# My 2 legged Baby :)



## HoosierShadow (Apr 20, 2010)

I have 3 kids. Today me and my 4yo went to my son's school for Awards because I knew he'd get one for Perfect Attendance 
Well I only managed a few pics because my son was hiding behind his friends!!! But my daughter was all about getting her pics taken today...normally she runs the other way because I stuck the camera in her face so much as a baby :laugh:

No...my son would NOT hold it down lower...LOL


















She kept talking real loud 'Mom take my picture!' all the kids kept looking over at her...heh...yep she knows how to get attention!



























Back at home she wanted pictures taken....but of course they had to be her poses....hiding behind the trees most of the time LOL



















This is one of my favorites 



























Fence doesn't make a great background, but...it all had to be her idea...so...

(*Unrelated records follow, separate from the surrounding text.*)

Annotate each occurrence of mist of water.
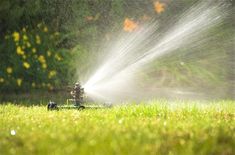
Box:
[83,1,230,102]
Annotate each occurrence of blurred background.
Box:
[0,0,235,102]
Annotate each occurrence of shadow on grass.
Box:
[0,90,70,106]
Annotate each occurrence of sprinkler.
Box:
[47,82,85,110]
[47,82,111,110]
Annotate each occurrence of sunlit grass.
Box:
[0,101,235,154]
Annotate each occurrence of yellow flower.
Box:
[32,82,36,88]
[32,48,37,53]
[26,42,31,48]
[47,51,51,57]
[22,27,26,32]
[38,55,46,64]
[16,46,24,55]
[23,34,28,40]
[42,63,47,69]
[7,67,13,74]
[23,62,30,69]
[0,77,4,83]
[16,78,23,86]
[48,70,56,79]
[36,35,41,44]
[12,32,20,42]
[43,26,48,32]
[4,35,9,40]
[55,54,62,61]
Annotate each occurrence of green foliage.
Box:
[0,23,70,90]
[0,100,235,155]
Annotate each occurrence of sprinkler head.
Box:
[47,101,59,111]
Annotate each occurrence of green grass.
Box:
[0,101,235,155]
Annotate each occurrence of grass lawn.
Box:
[0,100,235,155]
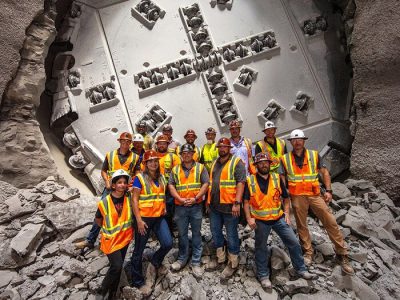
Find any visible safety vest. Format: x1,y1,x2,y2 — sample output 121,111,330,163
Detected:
160,153,180,180
257,138,285,173
247,173,283,221
207,155,241,204
282,149,320,196
98,193,133,254
172,162,204,205
106,150,139,178
200,143,218,172
176,146,200,162
136,173,167,217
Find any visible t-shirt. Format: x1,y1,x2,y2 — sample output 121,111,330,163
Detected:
96,193,124,218
101,149,140,172
254,138,287,155
210,159,246,214
168,164,210,185
243,174,289,225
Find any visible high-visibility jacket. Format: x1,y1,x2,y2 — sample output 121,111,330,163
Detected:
281,149,320,196
159,153,181,181
257,138,285,173
98,193,133,254
207,155,241,204
176,146,200,162
136,173,167,217
106,150,139,178
247,173,283,221
200,143,218,173
171,162,204,205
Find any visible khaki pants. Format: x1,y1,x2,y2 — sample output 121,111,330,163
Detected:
291,196,347,255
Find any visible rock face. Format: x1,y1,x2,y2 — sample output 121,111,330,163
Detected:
348,0,400,201
0,1,57,187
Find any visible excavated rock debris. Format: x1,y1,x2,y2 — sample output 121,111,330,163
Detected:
0,177,400,300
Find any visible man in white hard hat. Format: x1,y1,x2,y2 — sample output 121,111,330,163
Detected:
281,129,354,275
254,121,287,173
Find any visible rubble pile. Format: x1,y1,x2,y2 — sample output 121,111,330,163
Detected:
0,177,400,300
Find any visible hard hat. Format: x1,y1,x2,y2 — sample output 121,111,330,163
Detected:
132,133,144,143
216,138,232,148
156,134,169,144
288,129,308,141
205,127,217,134
111,169,131,183
263,121,276,131
229,120,242,129
142,150,160,163
163,124,172,131
183,129,197,139
179,144,194,153
254,152,272,164
118,132,132,141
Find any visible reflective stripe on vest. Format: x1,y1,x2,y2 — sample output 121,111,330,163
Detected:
257,138,285,173
106,150,139,178
207,155,241,204
98,194,133,254
172,163,204,205
282,150,320,195
137,173,166,217
247,173,283,221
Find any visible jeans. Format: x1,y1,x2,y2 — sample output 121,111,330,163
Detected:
174,203,203,266
86,188,111,245
101,244,129,295
255,218,307,281
210,208,240,255
131,217,172,287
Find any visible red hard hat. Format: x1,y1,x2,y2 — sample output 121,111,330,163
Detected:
254,153,272,164
118,132,132,141
216,138,232,148
156,134,169,143
183,129,197,139
142,150,160,162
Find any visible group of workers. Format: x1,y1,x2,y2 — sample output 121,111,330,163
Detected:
76,121,354,299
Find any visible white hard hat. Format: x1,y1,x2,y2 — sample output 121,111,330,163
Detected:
132,133,144,142
111,169,131,183
288,129,308,141
263,121,276,131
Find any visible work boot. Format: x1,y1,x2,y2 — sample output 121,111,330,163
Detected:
75,240,94,249
260,278,272,289
336,255,354,275
217,247,226,264
304,254,312,267
192,265,204,279
296,271,318,280
171,260,185,272
221,253,239,280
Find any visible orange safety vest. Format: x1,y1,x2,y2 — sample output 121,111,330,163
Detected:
98,193,133,254
172,162,204,205
207,155,241,204
247,173,283,221
136,173,167,217
159,153,181,180
176,146,200,162
281,149,320,196
106,150,139,178
257,138,285,173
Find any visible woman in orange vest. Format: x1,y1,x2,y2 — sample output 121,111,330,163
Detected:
95,169,133,299
131,150,172,296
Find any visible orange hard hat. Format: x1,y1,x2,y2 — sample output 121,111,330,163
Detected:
183,129,197,139
142,150,160,162
118,132,132,141
216,138,232,148
156,134,169,143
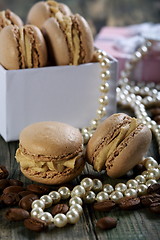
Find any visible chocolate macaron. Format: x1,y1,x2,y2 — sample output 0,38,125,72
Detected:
16,122,85,184
86,113,152,178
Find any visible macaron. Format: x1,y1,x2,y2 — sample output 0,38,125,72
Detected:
86,113,152,178
16,121,85,185
42,14,94,65
27,1,72,29
0,9,23,31
0,25,48,70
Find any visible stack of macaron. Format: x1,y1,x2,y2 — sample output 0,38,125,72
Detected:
16,113,152,184
0,1,94,70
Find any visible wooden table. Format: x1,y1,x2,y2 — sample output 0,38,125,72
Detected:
0,119,160,240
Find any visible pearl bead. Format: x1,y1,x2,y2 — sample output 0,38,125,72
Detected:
146,179,157,187
49,191,61,204
71,185,86,197
69,196,83,206
66,210,79,224
135,175,146,184
83,191,96,203
103,184,114,194
40,195,53,208
31,199,45,209
31,207,43,217
96,192,109,202
124,188,137,197
126,179,138,188
109,191,123,202
58,187,71,199
38,212,53,223
137,184,148,196
80,178,93,191
70,204,83,215
53,213,68,227
92,178,103,192
115,183,127,193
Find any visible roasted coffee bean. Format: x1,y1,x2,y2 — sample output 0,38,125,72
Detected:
96,217,117,230
18,190,33,198
27,184,50,195
118,197,141,210
3,186,24,194
24,217,47,232
2,192,20,206
93,200,116,212
0,179,10,191
9,179,23,187
150,202,160,213
5,208,29,221
0,165,9,179
19,193,38,211
147,183,160,194
51,203,69,216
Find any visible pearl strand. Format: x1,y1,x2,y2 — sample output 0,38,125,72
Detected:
81,50,111,144
31,157,160,227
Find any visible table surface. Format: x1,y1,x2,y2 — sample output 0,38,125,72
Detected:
0,115,160,240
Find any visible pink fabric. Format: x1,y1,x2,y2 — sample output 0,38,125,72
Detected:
95,24,160,83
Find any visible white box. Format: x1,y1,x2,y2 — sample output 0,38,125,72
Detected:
0,58,117,141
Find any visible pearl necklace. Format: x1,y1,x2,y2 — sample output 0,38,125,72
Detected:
31,157,160,227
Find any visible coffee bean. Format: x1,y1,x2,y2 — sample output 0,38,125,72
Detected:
0,165,9,179
5,208,29,221
24,217,47,232
19,193,38,211
93,200,116,212
150,202,160,213
2,192,20,206
51,203,69,216
96,217,117,230
118,197,141,210
27,184,50,195
147,183,160,194
9,179,23,187
3,186,24,193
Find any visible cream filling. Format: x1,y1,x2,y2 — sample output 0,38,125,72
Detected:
16,148,81,172
94,118,138,171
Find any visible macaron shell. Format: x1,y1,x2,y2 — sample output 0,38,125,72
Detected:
0,25,20,70
106,126,152,178
20,122,83,161
42,17,70,65
21,158,85,185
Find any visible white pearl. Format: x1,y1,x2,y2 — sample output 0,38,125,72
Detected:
49,191,61,204
38,212,53,223
31,199,45,209
83,191,96,203
109,191,123,202
31,207,43,217
115,183,127,193
53,213,68,227
40,195,53,208
146,179,157,187
137,184,148,196
126,179,138,188
103,184,114,194
58,187,71,199
135,175,146,184
70,204,83,215
124,188,137,197
80,178,93,191
69,196,83,206
66,210,79,224
92,178,103,192
71,185,86,197
96,192,109,202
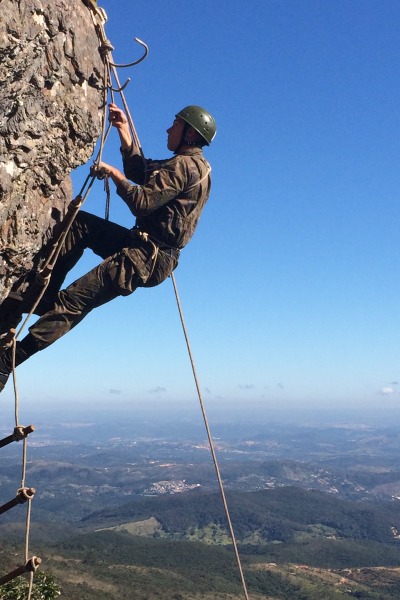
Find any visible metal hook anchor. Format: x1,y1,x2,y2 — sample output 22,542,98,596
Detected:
109,38,149,69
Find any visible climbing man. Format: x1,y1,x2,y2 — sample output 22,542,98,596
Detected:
0,104,216,392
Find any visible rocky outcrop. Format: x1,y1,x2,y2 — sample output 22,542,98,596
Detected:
0,0,102,303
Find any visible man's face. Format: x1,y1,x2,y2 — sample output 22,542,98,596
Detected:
167,117,185,152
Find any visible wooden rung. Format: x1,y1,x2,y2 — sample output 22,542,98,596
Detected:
0,556,42,585
0,488,36,515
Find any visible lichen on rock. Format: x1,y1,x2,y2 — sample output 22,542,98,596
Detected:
0,0,103,302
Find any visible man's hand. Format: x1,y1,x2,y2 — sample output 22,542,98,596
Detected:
108,103,128,129
90,162,113,179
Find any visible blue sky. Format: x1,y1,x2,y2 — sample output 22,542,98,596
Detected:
6,0,400,422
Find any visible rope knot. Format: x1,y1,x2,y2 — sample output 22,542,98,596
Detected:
99,40,114,58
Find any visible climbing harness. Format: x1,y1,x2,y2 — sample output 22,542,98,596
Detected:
0,0,249,600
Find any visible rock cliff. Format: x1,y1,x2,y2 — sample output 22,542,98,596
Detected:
0,0,103,303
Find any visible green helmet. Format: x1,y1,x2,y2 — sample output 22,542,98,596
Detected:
175,106,217,146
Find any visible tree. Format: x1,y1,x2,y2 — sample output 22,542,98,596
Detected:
0,572,61,600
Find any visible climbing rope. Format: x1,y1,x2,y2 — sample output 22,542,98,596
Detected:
171,273,249,600
0,5,148,600
0,0,249,600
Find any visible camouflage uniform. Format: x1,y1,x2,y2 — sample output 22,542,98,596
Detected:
9,147,211,362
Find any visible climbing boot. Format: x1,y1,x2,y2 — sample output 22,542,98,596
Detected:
0,292,25,346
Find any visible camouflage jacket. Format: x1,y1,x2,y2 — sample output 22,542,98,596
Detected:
117,148,211,249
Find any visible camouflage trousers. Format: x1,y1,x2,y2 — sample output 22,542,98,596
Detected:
22,211,179,353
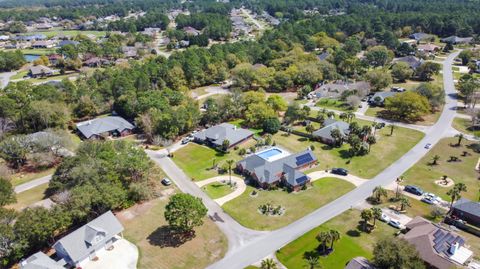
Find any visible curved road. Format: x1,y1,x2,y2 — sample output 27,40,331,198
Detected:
208,51,459,269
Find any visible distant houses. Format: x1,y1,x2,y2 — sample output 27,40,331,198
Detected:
77,116,135,139
193,123,253,148
237,147,317,191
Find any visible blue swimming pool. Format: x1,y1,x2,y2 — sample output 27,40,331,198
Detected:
257,148,282,160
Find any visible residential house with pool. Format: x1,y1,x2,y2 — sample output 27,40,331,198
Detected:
237,147,318,191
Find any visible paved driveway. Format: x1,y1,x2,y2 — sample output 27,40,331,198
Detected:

I don't typically do from color to b/w conversion, but kinda like these in b/w 









If I spent more time on this pic I could get rid of the sun spots on her face 









I don't do portrait photography, but I plan to learn more. My biggest issue is angles and poses, since my main photography interest is horses... 
I haven't done pics of my kids in ages, so in the next week I plan to try and get some nice pics of them  I need to look into some local places I can possibly take them for nice backgrounds.

Anyway, just wanted to share  Oh and don't let her fool you about being a girlie girl...because as soon as we mention going outside, she puts on her play clothes, play shoes, and doesn't come in until she's either wet from the creek, dirty from whatever she can get into...and smells like goat LOL


----------



## liz (Oct 5, 2007)

Candice....you are so BLESSED! You have beautiful kids and what a great achievement for your young man! Wonderful pictures :hug:


----------



## HoosierShadow (Apr 20, 2010)

Thanks Liz I appreciate it!  My son is very proud and I told him he should definitely be proud of himself. He would have had honor roll if he could have kept his social studies grade up. For some reason he and his sister both struggle in Social studies....odd because that was always my favorite subject in school!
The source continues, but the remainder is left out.